Sebagian dari pengusaha atau pengelola pusat belanja lantas membuat dan memasang sendiri di gerai/supermarketnya spanduk atau poster sosialisasi perwali dengan desain dibuat DLH.
”Yang menggembirakan lagi, dari data yang kami terima akhir Oktober itu, walaupun belum terlalu gencar kami menyosialisasikan langsung ke masyarakat, sudah ada penurun penggunaan kantong belanja plastik sekali pakai dari 14 ritel modern, total 2 ton per bulan. Ini baru 14 ritel dan belum ada keharusan pelarangan penggunaannya,” kata Wali Kota Bogor Bima Arya.

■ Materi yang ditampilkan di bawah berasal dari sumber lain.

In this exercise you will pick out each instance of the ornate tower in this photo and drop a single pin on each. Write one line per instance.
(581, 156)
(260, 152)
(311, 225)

Penggunaan kantong plastik belanja sekali pakai dari 23 ritel ini, dengan asumsi 50-60 kilogram per hari per ritel, berarti 1,8 ton per hari atau 54 ton per bulan. Dengan berlakunya perwali ini, sampah plastik bisa tereduksi signifikan.
Produksi timbunan sampah warga Kota Bogor per hari adalah 600 ton, dengan asumsi jumlah penduduk 1 juta jiwa dan produksi sampah per hari 600 gram per jiwa. Sebanyak 13 persen dari total timbunan sampah itu adalah sampah kantong plastik sekali pakai, atau populer dengan sebutan kantong keresek.
Itu artinya, timbunan kantong keresek per hari mencapai 78 ton atau 2.340 ton per bulan. ”Kalau sampah jenis ini yang tereduksi hanya 54 ton per bulan, sisanya, ya, ke mana-mana, termasuk ke sungai dan ke laut.
Ini baru di sini, bagaimana di Jakarta atau kota lain yang jumlah penduduknya besar. Belum lagi sampah plastik lainnya. Jadi, jangan heran kalau BPJS tekor, karena lingkungan makin buruk, makin banyak orang sakit,” kata Bima.
Bima mengajak kampanye seperti ini dilakukan serentak dan dipastikan berlanjut di daerah lain, khususnya Jabodetabek. Perubahan ke arah lebih baik memang akan efektif jika dimulai dari diri sendiri. Namun, menularkannya ke sebanyak mungkin orang hingga terwujud gerakan massa adalah tujuannya agar perubahan besar itu benar terjadi. (Irene sarwindaningrum/ E05)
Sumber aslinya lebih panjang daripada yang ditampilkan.